Enter Berlin Hbf and Genève in DB’s Reiseauskunft, and this is what I get:
€215.40, before I have even added on the cost of a Liegewagen (€20) or Schlafwagen (€40), and no Sparpreis available (and note: routing it via Biel/Bienne rather than Bern, with a later arrival, makes no difference to the price). The ticket price reduces as it should if you have a DB BahnCard – ticket is €162.55 with a BahnCard 25.
So how about ÖBB’s own site?
Once you’ve mastered the horrid interface it gives a much better price – €107.40, and it’s €20 to add a Liegewagen reservation and for some reason €60 to add a Schlafwagen reservation, while that’s €40 with DB above. There is a small BahnCard reduction if you add that in ÖBB’s search – ticket is €90.30 with a BahnCard 25.
But this all still feels rather costly for a trip booked this far in advance. Something is not right…
Instead put Berlin to Basel SBB in DB’s Reiseauskunft and you get a whole lot of better prices, although oddly not for Schlafwagen for some reason:
This time though you cannot save anything with a BahnCard on the Spar-Night tickets.
And the same search with ÖBB gives the same prices, but here with a Schlafwagen as well if I want it, again with no saving if using a BahnCard:
But that then leaves me confused. How can it be €39 to go all the way from Berlin to Basel SBB, but if I put in Berlin to Genève it is €107.40? (see first ÖBB search above)
The answer is the Normalpreis for Basel SBB to Genève, booked with ÖBB, is €68.40 – and ÖBB adds that onto its cheap Spar-Night.
This is similar to what you get if you search SBB’s website (CHF prices):
Also note here that the usually excellent third party rail booking websites Trainline.eu (screenshot) and Loco2 (screenshot) are even worse at this than DB and ÖBB are, as neither of those even have the NightJet train I need in their search.
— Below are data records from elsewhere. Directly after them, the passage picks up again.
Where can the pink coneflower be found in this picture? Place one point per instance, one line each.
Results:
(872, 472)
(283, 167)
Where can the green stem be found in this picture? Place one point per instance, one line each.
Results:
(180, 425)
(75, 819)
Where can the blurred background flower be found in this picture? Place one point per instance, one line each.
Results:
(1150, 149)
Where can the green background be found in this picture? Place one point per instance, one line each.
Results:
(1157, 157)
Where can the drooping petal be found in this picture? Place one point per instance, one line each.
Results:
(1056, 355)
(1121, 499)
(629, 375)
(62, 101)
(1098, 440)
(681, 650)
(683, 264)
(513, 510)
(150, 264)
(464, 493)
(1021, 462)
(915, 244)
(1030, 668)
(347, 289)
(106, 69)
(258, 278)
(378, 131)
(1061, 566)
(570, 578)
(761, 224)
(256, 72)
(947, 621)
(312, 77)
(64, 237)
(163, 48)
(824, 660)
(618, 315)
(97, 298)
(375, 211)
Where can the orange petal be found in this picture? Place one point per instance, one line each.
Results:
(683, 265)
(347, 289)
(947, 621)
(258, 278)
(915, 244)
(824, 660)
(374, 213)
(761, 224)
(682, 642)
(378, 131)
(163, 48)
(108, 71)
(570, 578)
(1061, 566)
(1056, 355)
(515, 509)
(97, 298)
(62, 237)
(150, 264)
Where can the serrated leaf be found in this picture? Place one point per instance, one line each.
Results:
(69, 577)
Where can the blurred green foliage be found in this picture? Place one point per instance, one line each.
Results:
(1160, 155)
To cut a long story short: I essentially cannot get a Sparpreis all the way from Berlin to Genève. This strikes me as a pretty major shortcoming of this whole NightJet business!
So then, what is actually the solution here?
It’s time to revisit the joys of ticket splitting, based on this old blog entry about rail through Germany. I know Berlin – Basel SBB is €39. But how cheap can I get a Basel SBB to Genève ticket? If I book Freiburg (Breisgau) to Genève I can get a Sparpreis for that as my blog entry explains – although sometimes it needs some messing around with interim stops. But I can here it is – €29 (or €23.90 with a BahnCard 25)
So I can do the trip for €39 Berlin – Basel SBB, and €29 Basel SBB – Genève. €68 total, or a saving of €39.40 in comparison to ÖBB’s best offer, or a saving of €176.40 in comparison to DB.
Railways in Europe, eh?
But anyway, if you do want the cheapest NightJet from Germany to Switzerland, plus an onward connection, now you know how to do it!
[UPDATE 17.12.16, 0930]
So as if all this was not complicated enough, @Zugreiseblog on Twitter pointed out a further trick – to try booking to Basel Bad Bf (the DB station in Basel), and not Basel SBB. And hey presto, a bunch of better deals for a Schlafwagen than I can get off ÖBB’s site.
[UPDATE 20.12.2016, 1115]
So what happened when I actually tried to book this? I used the Basel Bad trick explained above and then, for reasons unknown, it reduced the cost by a further €4.00 on the final booking screen. So Berlin – Basel Bad in a Schlafwagen 3er with a BahnCard 25 for just €66.90. Quite good!